Happy Landing was the third film Sonja Henie made for 20th Century Fox. She was a monster star in her day, the first female professional skater to become an international sensation. 20th Century Fox was a maverick studio in the 1930s that tended to make low-budget musical comedies that featured some unusual, and unusually good, bands. (The Glenn Miller Band are central characters in both Sun Valley Serenade and Orchestra Wives.) Don Ameche and Cesar Romero were part of their stable, and they’re both in this film.
Henie is a strange screen presence. I don’t quite get what audiences at the time saw in her. Aside from an eerie Aryan beauty, in most of her films she has the vibe more like a fairy than a human being. And not the cute kind — the Nordic kind. She’s unnaturally naive and fresh, but also inflexible and slightly menacing when she’s crossed. Beautiful Nordic psycho-fairies are barely distinguishable from stalkers. In Happy Landings, she becomes attached to Cesar Romero’s character, an airhead Don Juan who happens to be a famous songwriter-conductor, whose private plane is knocked off its course to Paris to a little Norwegian village — where a gypsy crone has predicted that the still-unmarried Sonja will meet her future-husband arriving from far away. Cesar delivers his usual sweet talk, and leaves her behind. But she follows him to New York.
It’s not very skillfully done, and has rough edges — and dark ones — that aren’t entirely resolved. Del Ruth was a prolific company director with a long career, who made some good comedies, but he’s evidently working with a very B-level budget here. Henie’s skating must have been very impressive at the time, but can’t come close to what contemporary Olympians can do. But it’s still fun. Romero is a delightful ham.

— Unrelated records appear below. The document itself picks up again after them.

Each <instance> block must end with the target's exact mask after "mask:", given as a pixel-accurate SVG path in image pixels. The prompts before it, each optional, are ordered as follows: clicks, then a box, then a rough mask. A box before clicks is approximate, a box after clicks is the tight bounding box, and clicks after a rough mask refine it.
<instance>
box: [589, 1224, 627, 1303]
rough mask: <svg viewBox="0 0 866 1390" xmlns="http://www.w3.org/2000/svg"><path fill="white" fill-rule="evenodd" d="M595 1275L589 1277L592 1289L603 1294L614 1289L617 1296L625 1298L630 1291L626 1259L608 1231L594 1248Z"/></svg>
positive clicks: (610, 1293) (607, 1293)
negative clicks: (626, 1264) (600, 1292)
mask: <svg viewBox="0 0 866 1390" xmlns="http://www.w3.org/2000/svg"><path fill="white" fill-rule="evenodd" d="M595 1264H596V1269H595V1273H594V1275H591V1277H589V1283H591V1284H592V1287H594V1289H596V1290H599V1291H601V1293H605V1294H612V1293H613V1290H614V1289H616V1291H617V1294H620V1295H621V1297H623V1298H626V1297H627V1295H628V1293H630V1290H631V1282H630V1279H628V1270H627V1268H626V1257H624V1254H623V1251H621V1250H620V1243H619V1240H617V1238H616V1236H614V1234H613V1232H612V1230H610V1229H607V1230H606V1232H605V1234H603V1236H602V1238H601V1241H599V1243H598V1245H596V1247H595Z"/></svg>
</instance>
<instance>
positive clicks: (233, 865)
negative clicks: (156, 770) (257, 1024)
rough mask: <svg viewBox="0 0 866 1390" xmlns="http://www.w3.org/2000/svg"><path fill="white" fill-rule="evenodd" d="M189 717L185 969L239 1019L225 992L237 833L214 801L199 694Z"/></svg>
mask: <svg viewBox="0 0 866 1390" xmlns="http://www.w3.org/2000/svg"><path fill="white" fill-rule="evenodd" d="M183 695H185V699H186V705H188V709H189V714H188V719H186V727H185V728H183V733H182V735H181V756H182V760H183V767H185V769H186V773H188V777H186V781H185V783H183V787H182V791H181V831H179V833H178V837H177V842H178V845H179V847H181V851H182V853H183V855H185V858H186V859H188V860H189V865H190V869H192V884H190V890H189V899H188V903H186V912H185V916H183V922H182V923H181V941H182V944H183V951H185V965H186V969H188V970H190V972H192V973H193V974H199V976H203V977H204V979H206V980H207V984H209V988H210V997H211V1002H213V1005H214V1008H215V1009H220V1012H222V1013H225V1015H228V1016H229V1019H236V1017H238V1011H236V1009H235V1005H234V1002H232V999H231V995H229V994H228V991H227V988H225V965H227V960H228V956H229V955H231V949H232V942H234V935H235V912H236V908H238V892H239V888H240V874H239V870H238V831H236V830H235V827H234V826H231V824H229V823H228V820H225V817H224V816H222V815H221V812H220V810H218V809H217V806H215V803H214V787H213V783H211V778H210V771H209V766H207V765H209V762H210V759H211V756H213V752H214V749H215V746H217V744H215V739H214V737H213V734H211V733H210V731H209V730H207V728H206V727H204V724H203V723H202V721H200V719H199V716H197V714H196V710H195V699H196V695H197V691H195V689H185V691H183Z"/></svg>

The beauties of the film aren’t the story and the skating, they’re in the music. The film features the Raymond Scott Quintette, which achieved some fame in the L.A. scene at the time. I can see why. Scott wrote several of the tunes, and clearly arranged some of the others (as Miller did in his films). The first time we see his band, it’s a gorgeous version of the Busby Berkeley neon-in-the-dark ensemble, but with much better music.
Ethel Merman steals the movie as Romero’s tempestuous badass lover (more dark edges). She gets two excellent Cole Porterish songs. — The first is “Hot and Happy,” by the songwriting team Pokrass and Yellen, whom I’d never heard before, and somehow got past the Decency League.
I never cared for Ethel Merman before, but I also never saw her in her prime. The showstopper for me is a Bullock-Spina song, “You Appeal to Me.” Check out what happens to the song musically when the Quintette walks through patio doors.